From Time magazine this past Wednesday:
Soon after U.S. President George W. Bush branded North Korea a member of the “axis of evil” in 2002, Kim travelled to Russia to meet with then President Vladimir Putin, and he asked Pulikovsky to do him a peculiar favor.
“He told me, ‘Konstantin, when the official meeting [with Putin] is over, I want to sit down with him in private for ten minutes, with no one in the room, not even interpreters. I need to tell him something.”
That evening, the private meeting was arranged, and as Pulikovsky escorted Kim back toward the border afterward, his curiosity got to him.
“I asked him, ‘Comrade Kim, if it’s no secret, why did you need these ten minutes?'” Pulikovsky says.
“And he smiled at me and said, ‘What’s the difference? The point is for Bush to wonder what we were talking about.’
For me that was classic Kim.
He always found some way to get snagged in your thoughts, to make himself into a mystery.”
And he did indeed drive George Jr. even more crazed than he already is and helped foster the fright of a North Korea.

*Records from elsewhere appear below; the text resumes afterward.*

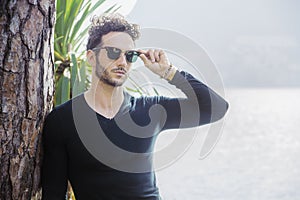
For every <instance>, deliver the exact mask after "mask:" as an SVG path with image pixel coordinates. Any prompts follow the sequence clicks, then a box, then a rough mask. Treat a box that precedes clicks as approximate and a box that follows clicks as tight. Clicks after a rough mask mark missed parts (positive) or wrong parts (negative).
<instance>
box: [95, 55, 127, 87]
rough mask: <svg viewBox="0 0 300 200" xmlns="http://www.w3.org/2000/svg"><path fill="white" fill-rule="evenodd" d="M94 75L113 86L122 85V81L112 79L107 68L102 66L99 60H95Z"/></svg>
mask: <svg viewBox="0 0 300 200" xmlns="http://www.w3.org/2000/svg"><path fill="white" fill-rule="evenodd" d="M96 76H97V77H98V78H99V80H100V81H102V82H103V83H105V84H108V85H110V86H113V87H119V86H122V85H123V83H124V82H125V80H124V81H114V80H113V78H112V77H111V75H110V74H109V71H108V69H107V68H106V69H105V67H104V66H102V65H101V64H100V62H99V60H96Z"/></svg>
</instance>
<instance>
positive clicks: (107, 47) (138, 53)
mask: <svg viewBox="0 0 300 200" xmlns="http://www.w3.org/2000/svg"><path fill="white" fill-rule="evenodd" d="M97 49H98V50H99V49H105V50H106V52H107V57H108V58H109V59H112V60H117V59H119V58H120V56H121V53H123V52H124V54H125V57H126V60H127V61H128V62H130V63H134V62H135V61H136V60H137V58H138V57H139V55H140V54H141V53H140V52H138V51H134V50H128V51H122V50H121V49H119V48H117V47H98V48H97V47H96V48H94V49H93V50H97Z"/></svg>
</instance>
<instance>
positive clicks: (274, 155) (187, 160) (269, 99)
mask: <svg viewBox="0 0 300 200" xmlns="http://www.w3.org/2000/svg"><path fill="white" fill-rule="evenodd" d="M226 99H227V100H228V101H229V103H230V110H229V112H228V114H227V116H226V118H225V119H224V127H223V132H222V136H221V138H220V140H219V141H218V143H217V145H216V146H215V148H214V149H213V151H212V152H211V153H210V154H209V155H208V156H207V157H206V158H205V159H202V160H201V159H199V154H200V150H201V145H202V142H203V141H204V138H205V134H201V131H203V133H204V132H206V131H207V129H208V127H206V126H204V127H202V128H199V130H198V131H199V132H200V133H199V134H198V136H197V138H196V139H195V141H194V142H193V144H192V145H191V147H190V148H189V150H188V151H187V152H186V153H185V154H184V155H183V156H182V157H181V158H180V159H179V160H177V161H176V162H175V163H173V164H172V165H170V166H169V167H166V168H164V169H162V170H159V171H158V172H157V178H158V185H159V188H160V192H161V194H162V196H163V198H164V199H166V200H175V199H176V200H177V199H178V200H185V199H187V200H189V199H191V200H194V199H195V200H201V199H204V200H299V199H300V131H299V129H300V123H299V122H300V103H299V102H300V89H228V90H227V91H226ZM187 132H188V131H187ZM187 134H188V133H187ZM174 135H175V134H172V133H163V134H162V135H161V137H160V139H159V140H158V144H157V146H158V147H159V146H163V145H167V143H168V141H170V140H173V139H174ZM158 147H157V148H158Z"/></svg>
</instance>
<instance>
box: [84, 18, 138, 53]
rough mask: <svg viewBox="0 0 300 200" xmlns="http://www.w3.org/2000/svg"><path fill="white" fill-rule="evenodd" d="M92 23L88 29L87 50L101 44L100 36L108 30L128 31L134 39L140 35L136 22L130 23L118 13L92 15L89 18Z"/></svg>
mask: <svg viewBox="0 0 300 200" xmlns="http://www.w3.org/2000/svg"><path fill="white" fill-rule="evenodd" d="M91 22H92V25H91V27H90V29H89V37H88V43H87V46H86V47H87V50H89V49H93V48H95V47H96V46H97V45H99V44H101V42H102V36H103V35H105V34H107V33H109V32H125V33H128V34H129V35H130V36H131V38H132V40H133V41H135V40H137V39H138V38H139V36H140V30H139V29H140V28H139V25H137V24H131V23H129V22H128V21H126V20H125V18H124V16H122V15H120V14H104V15H101V16H99V17H97V16H94V17H93V18H92V20H91Z"/></svg>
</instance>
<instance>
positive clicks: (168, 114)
mask: <svg viewBox="0 0 300 200" xmlns="http://www.w3.org/2000/svg"><path fill="white" fill-rule="evenodd" d="M169 83H170V84H173V85H175V86H176V87H177V88H178V89H180V90H181V91H182V92H183V93H184V94H185V95H186V98H168V97H163V96H154V97H145V96H143V97H139V98H135V97H133V96H130V95H129V94H128V93H126V92H125V93H124V101H123V104H122V105H121V108H120V109H119V111H118V113H117V114H116V116H115V117H114V118H113V119H107V118H105V117H104V116H102V115H100V114H99V113H96V112H95V111H94V110H93V109H92V108H90V107H89V106H88V104H87V103H86V101H85V98H84V96H83V94H82V95H79V96H77V97H75V98H73V99H72V100H70V101H68V102H66V103H64V104H62V105H60V106H58V107H56V108H55V109H53V111H52V112H51V113H50V114H49V115H48V116H47V118H46V121H45V126H44V130H43V147H44V157H43V166H42V188H43V199H44V200H54V199H55V200H57V199H65V194H66V189H67V180H69V181H70V182H71V185H72V187H73V190H74V193H75V196H76V199H77V200H87V199H88V200H101V199H104V200H117V199H120V200H126V199H128V200H129V199H130V200H132V199H134V200H139V199H143V200H146V199H147V200H157V199H160V197H159V192H158V188H157V186H156V180H155V174H154V172H153V170H152V153H153V148H154V143H155V140H156V138H157V135H158V134H159V133H160V132H161V131H163V130H166V129H174V128H187V127H196V126H200V125H203V124H208V123H211V122H214V121H217V120H219V119H221V118H222V117H223V116H224V115H225V113H226V111H227V108H228V103H227V102H226V101H225V100H224V99H223V98H222V97H220V96H219V95H218V94H216V93H215V92H214V91H212V90H211V89H210V88H208V87H207V86H206V85H204V84H203V83H201V82H200V81H198V80H197V79H195V78H194V77H193V76H192V75H190V74H188V73H187V72H184V71H181V72H179V71H177V72H176V74H175V76H174V78H173V79H172V81H170V82H169Z"/></svg>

This week a natural mystery — a metallic ball fell out of the sky onto the plains of Africa’s Namibia, although the object has been called “man made,” what it is and exactly where it came from is…
From Australia’s ABC News:
The hollow ball with a circumference of 1.1 metres was found near a village in the north of the country some 750 kilometres from the capital Windhoek, according to police forensics director Paul Ludik.
Locals had heard several small explosions a few days beforehand, he said.
With a diameter of 35 centimetres, the ball has a rough surface and appears to consist of “two halves welded together”.
It was made of a “metal alloy known to man” and weighed six kilograms, Mr Ludik said.
The ball was found 18 metres from its landing spot, a hole 33 centimetres deep and 3.8 metres wide.
Several such balls have dropped in southern Africa, Australia and Latin America in the past 20 years.
Life is getting real peculiar when big, metal balls start falling from the sky — Chicken Little don’t know shit.